Round Trip Distance: 3 miles
Elevation: 6757 - 6953 feet
Cellphone: 0 bars
Usage: Hiking - No Dogs
Time: 2 hrs. 30 mins.
Facilities: Flush toilets
Trailhead: Chapin Mesa Museum
Fee: $10-$15/vehicle (varies by time of year)
Attractions: Rock art, cliff dwellings, scenic canyon
View Mesa Verde Petroglyph Point in a larger map
The Petroglyph Point trail is located on the Chapin Mesa within Mesa Verde National Park. The trail leads to the largest panel of petroglyphs in the park. The trail is closed during the winter months so you may want to check out the Mesa Verde National Park website before coming to help you plan your visit. Other hikes in the museum area on Chapin Mesa include the Spruce Tree House and Spruce Canyon trails.
The trailhead for the Petroglyph Point trail isn't obvious at first because the trail doesn't begin until you have hiked down into the canyon almost a half mile. Follow the signs for the Spruce Tree House that begin next to the museum.
Take the right fork after about a quarter mile where the trail leading to the Spruce Tree House levels off.
There is a trail sign and trail register where the Spruce Canyon and Petroglyph Point trails leave the Spruce Tree House trail. The sign indicates that both trails are 2.4 miles long but that doesn't take into account the distance to and from the parking area so for this hike the distance is more like 3 miles. Hikers are asked to register before hiking the Petroglyph Point trail either here at this point or at the museum. Since you won't be coming back to this point to sign out you might want to consider registering at the museum.
The Petroglyph Point trail departs with the Spruce Canyon trail about a half mile from the parking area.

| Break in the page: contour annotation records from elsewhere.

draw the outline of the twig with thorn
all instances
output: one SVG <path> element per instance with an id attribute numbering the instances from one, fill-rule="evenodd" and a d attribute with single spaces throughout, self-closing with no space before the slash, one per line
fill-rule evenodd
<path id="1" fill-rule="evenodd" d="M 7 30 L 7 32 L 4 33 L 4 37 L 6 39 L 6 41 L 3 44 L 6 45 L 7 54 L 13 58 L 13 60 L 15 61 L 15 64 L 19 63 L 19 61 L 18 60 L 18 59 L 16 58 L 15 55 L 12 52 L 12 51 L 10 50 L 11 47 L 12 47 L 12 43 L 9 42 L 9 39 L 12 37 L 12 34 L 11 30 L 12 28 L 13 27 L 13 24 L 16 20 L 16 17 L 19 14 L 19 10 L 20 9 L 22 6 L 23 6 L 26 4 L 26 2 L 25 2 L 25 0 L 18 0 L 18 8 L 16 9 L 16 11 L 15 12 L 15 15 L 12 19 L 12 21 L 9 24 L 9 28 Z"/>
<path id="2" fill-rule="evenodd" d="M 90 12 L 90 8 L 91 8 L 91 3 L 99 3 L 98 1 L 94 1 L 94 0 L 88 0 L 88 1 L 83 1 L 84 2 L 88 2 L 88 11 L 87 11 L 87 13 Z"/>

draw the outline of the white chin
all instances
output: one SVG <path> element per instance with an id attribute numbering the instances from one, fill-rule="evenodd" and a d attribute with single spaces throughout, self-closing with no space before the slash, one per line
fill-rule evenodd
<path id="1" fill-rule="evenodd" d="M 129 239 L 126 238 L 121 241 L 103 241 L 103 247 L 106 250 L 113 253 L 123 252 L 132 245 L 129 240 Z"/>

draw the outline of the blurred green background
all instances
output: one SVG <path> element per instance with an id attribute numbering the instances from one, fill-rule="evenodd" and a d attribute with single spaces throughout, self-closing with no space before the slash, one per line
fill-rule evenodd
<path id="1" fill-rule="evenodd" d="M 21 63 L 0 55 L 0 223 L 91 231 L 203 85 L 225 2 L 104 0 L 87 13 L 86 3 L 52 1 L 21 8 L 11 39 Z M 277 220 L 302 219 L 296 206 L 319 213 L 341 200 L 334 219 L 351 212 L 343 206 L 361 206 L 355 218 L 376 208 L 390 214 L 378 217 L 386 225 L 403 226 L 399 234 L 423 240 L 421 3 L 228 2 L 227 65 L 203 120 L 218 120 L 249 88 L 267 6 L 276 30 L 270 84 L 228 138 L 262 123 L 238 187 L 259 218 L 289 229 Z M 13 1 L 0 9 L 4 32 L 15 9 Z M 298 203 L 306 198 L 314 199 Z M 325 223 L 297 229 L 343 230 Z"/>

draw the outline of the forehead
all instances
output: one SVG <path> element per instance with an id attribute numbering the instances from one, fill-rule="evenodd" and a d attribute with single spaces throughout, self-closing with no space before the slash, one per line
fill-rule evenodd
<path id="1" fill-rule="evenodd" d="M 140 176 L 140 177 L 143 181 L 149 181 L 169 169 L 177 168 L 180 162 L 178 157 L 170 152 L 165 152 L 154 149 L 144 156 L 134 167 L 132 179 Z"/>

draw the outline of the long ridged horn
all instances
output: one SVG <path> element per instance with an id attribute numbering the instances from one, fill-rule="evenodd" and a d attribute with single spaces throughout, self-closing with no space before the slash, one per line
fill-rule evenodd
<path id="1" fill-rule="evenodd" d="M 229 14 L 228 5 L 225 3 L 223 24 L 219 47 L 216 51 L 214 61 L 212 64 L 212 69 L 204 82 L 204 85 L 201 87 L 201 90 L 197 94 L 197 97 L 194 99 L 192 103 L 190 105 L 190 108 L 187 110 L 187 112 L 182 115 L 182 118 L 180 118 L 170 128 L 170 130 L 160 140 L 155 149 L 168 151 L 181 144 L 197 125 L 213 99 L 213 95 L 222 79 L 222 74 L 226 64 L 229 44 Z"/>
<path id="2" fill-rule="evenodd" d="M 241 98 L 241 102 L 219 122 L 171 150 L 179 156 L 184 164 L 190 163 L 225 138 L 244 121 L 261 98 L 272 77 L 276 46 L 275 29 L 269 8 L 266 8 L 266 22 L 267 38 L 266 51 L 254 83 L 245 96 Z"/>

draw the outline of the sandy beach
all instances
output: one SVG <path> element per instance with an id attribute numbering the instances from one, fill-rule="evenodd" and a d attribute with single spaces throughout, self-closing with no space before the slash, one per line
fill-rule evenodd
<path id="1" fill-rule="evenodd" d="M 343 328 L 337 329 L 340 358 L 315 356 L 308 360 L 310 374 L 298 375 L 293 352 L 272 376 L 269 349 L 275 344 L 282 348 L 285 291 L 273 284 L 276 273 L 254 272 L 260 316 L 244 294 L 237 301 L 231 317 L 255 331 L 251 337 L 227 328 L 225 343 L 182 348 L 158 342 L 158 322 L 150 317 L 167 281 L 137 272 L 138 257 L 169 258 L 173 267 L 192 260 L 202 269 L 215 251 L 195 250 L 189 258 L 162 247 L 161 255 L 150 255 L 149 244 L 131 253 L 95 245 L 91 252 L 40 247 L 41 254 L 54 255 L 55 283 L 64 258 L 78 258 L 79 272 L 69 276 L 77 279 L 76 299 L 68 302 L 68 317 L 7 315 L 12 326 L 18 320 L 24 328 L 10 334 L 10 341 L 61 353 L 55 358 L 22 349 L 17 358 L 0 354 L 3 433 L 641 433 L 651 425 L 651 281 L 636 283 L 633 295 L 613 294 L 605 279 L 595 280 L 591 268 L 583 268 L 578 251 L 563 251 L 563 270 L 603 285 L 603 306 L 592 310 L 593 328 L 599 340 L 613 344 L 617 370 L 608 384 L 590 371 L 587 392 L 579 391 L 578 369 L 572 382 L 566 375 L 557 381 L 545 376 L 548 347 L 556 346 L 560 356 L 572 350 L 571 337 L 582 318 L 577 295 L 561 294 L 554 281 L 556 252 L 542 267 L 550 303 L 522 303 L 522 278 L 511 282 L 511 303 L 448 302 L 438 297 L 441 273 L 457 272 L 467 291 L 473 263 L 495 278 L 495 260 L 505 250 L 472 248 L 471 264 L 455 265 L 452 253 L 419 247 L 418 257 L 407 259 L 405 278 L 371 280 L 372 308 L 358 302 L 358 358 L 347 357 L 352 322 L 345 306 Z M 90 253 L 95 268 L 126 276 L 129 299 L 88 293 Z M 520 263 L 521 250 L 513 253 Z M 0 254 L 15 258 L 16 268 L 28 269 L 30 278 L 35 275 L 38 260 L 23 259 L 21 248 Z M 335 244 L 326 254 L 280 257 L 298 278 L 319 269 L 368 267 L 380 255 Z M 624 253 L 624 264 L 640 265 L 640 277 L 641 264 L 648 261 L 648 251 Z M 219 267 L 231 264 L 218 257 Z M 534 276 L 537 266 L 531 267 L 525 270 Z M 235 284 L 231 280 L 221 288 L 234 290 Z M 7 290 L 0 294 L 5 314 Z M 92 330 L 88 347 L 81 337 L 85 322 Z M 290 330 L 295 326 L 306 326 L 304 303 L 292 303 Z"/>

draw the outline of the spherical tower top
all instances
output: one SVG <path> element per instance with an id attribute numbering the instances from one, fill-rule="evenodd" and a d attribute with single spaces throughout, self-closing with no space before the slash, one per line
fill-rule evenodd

The trail traverses around the cliff at about the same elevation with quite a few spots of up and down climbing to get around various obstacles. Most of these spots probably don't involve more than a 50 foot difference in elevation change but they do add up over the length of the trail. There aren't any areas of dangerous exposure to falling from the cliff side so as long as you don't stub your toe and do a face plant the trail is pretty safe and easy to follow. Some sections of the trail are more primitive than others so there is a little loose ground to deal with.
There are several places where you get to slip between boulders that add some nice variety to the trail and making it feel more adventuresome. None of these spots are what you would call a tight fit although you might have to turn sideways a little if you are real big.
The trail builders did a great job of cutting steps and building stairs from the rocks. When you think about it you are following in much the same footsteps as the ancient inhabitants for most of the hike but with a few modifications that they didn't either deem necessary or have the tools for.
There are ruins in many of the alcoves along the cliffs. A few of them aren't obvious at first but they can be found out with a little searching. This picture is of one of the more major sites along the way.
The peaceful mystique of the trail draws you in as though you are in a special place where nothing else matters. It seems to be more than the usual communion with nature that accompanies you on other hikes.There seems to be an extra measure of spirit at this place much as there is at other sites in Mesa Verde.
The Petroglyph Point trail is an interpretive trail, meaning that there are numbered markers or points of interest along the trail, and hikers will benefit greatly from having one of the trail guides. The marker for the petroglyph panel is number 24 and it has an interpretation of some of the symbols that was made by 4 Hopi men back in 1942. Since some of these figures are similar to drawings at other locations throughout the southwest the extra information in the pamphlet is even more useful. The pamphlets can be purchased for 50 cents at the Far View Visitor Center.
The climb up to the top of the cliff begins directly after the panel of petroglyphs. Through sections of well places stones forming stairs, to steps carved into the sandstone itself, the climb is short and direct. It takes only about 500 feet of hiking to climb the 100 feet to the top of the mesa.
Once the trail makes it to the top of the mesa it is about 1.3 miles back to the parking area. The hiking is much easier across the top of the mesa and takes much less time. The areas above the alcoves in the cliffs are all slick rock and it is easy to get close enough to the edge to see the trail below. The trail passes almost right over Spruce Tree House before it crosses a small dam and rejoins the original trail just below the museum.
With the trail coming out near the top of the mountain just below the museum if you signed into the register at the beginning of the trail you will have to add almost a half mile to the hike if you are going to go down and sign out. You might consider signing out at the museum instead. This hike would probably rate 5 Stars with its ruins and petroglyphs if it wasn't competing with so many other top notch sites in Mesa Verde. It is probably the best actual hiking trail in the park. If you would like to see it for yourself then all you have to do is 'Take a hike'.